Cancellata l’ipotesi di realizzare impianti a caldo (inceneritori o termovalorizzatori), il piano prevede il potenziamento della differenziata, sempre che il consiglio regionale non stravolga il testo adottato e Amiu confermi le linee di indirizzo del piano industriale
Si profila all’orizzonte un cambio di rotta decisivo nella gestione del ciclo dei rifiuti in Liguria, così come nel capoluogo ligure. Le premesse ci sono tutte ma occorre ricordare che saranno necessarie successive conferme affinché gli orientamenti delineati da Regione Liguria e Amiu Genova si trasformino in realizzazioni concrete.
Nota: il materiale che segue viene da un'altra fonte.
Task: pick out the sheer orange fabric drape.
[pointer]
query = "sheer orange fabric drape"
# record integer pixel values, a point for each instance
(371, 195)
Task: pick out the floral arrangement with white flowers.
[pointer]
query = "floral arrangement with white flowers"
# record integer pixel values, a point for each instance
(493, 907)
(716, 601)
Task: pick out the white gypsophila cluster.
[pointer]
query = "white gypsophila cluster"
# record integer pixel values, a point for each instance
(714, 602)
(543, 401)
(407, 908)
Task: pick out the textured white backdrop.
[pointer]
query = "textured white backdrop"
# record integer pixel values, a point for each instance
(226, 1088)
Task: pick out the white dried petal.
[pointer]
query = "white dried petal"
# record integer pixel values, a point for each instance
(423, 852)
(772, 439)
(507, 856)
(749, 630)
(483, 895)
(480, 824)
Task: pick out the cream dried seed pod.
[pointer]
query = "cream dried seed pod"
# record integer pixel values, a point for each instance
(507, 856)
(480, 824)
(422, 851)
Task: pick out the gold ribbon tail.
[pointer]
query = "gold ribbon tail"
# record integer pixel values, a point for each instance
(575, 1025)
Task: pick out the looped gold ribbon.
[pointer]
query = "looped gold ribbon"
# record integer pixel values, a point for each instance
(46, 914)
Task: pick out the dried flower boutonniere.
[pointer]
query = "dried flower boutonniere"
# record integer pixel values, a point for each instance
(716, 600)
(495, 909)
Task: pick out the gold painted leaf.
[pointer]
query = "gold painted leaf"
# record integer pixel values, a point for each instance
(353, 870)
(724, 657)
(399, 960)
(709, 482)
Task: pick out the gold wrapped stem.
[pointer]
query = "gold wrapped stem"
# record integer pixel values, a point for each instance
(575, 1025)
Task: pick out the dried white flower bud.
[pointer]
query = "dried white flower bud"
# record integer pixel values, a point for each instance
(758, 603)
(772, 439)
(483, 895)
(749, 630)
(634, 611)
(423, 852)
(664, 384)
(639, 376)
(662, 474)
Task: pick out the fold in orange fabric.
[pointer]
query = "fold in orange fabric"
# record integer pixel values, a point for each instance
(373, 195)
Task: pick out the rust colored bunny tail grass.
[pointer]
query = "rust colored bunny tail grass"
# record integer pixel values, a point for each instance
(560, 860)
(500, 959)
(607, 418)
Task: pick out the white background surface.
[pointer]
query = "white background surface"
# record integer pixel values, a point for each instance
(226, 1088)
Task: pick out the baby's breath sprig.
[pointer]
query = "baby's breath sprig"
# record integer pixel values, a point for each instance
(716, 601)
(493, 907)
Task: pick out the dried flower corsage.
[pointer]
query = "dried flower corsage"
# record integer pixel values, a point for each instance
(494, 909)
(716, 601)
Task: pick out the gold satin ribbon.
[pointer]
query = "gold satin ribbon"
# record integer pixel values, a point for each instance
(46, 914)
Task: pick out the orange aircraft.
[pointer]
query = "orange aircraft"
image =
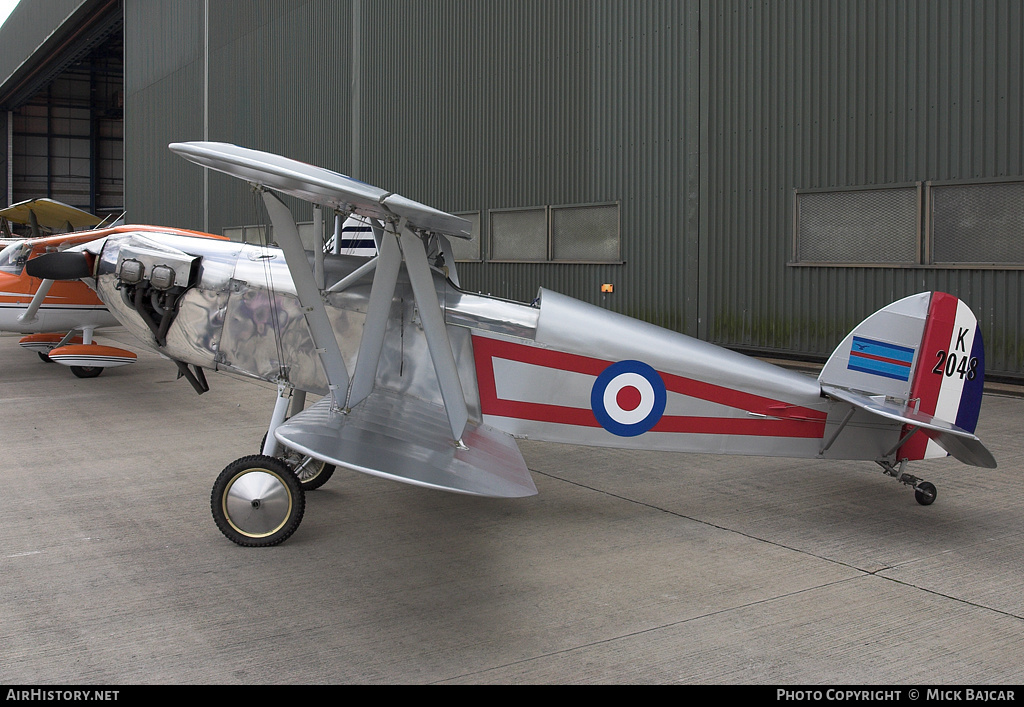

Il 21 dicembre scorso l’azienda municipalizzata di igiene urbana ha presentato le “Linee guida del nuovo Piano industriale” – già approvate dalla Giunta Doria (e proprio ieri, 8 gennaio, illustrate anche ai consiglieri comunali di Palazzo Tursi) – che sarà formalmente pronto nei primi mesi del 2014, presumibilmente entro la primavera, mentre la Giunta Burlando, il 27 dicembre 2013, ha adottato il nuovo “Piano regionale dei rifiuti e delle bonifiche”, in discussione nell’aula consiliare della Regione a partire dal 10 gennaio.
Partiamo da Amiu. Il disegno, particolarmente ambizioso, è quello di trasformarla in un’azienda che – non solo raccoglie i rifiuti – bensì li trasforma allo scopo di immettere nel circuito produttivo le materie prime così ottenute, dunque, gestendo anche specifici processi di filiera per la trasformazione dei materiali riciclabili: carta, plastica, vetro, ecc. «Bisognerà individuare i processi più redditizi e poi valutare, se e quali filiere, gestire da soli o con specifici partner industriali – dichiara il presidente di Amiu, Marco Castagna – Già nel corso del 2014 dovrebbe essere individuato un partner istituzionale o industriale-finanziario del Comune, che consenta ad Amiu di uscire dai vincoli ai quali è sottoposta in quanto società in “house”, per poter espandere la sua attività».
Per quanto riguarda lo scenario regionale, invece, la notizia più rilevante è il definitivo addio all’ipotesi di chiudere il ciclo dei rifiuti con impianti a caldo, ovvero con gli inceneritori (o gassificatori, o termovalorizzatori, che dir si voglia). Nel contempo, si profila un ruolo sempre più marginale per le discariche nel territorio ligure, a vantaggio di un sistema che si pone l’obiettivo di produrre meno rifiuti e riciclarne di più, trasformandoli in prodotti vendibili sul mercato.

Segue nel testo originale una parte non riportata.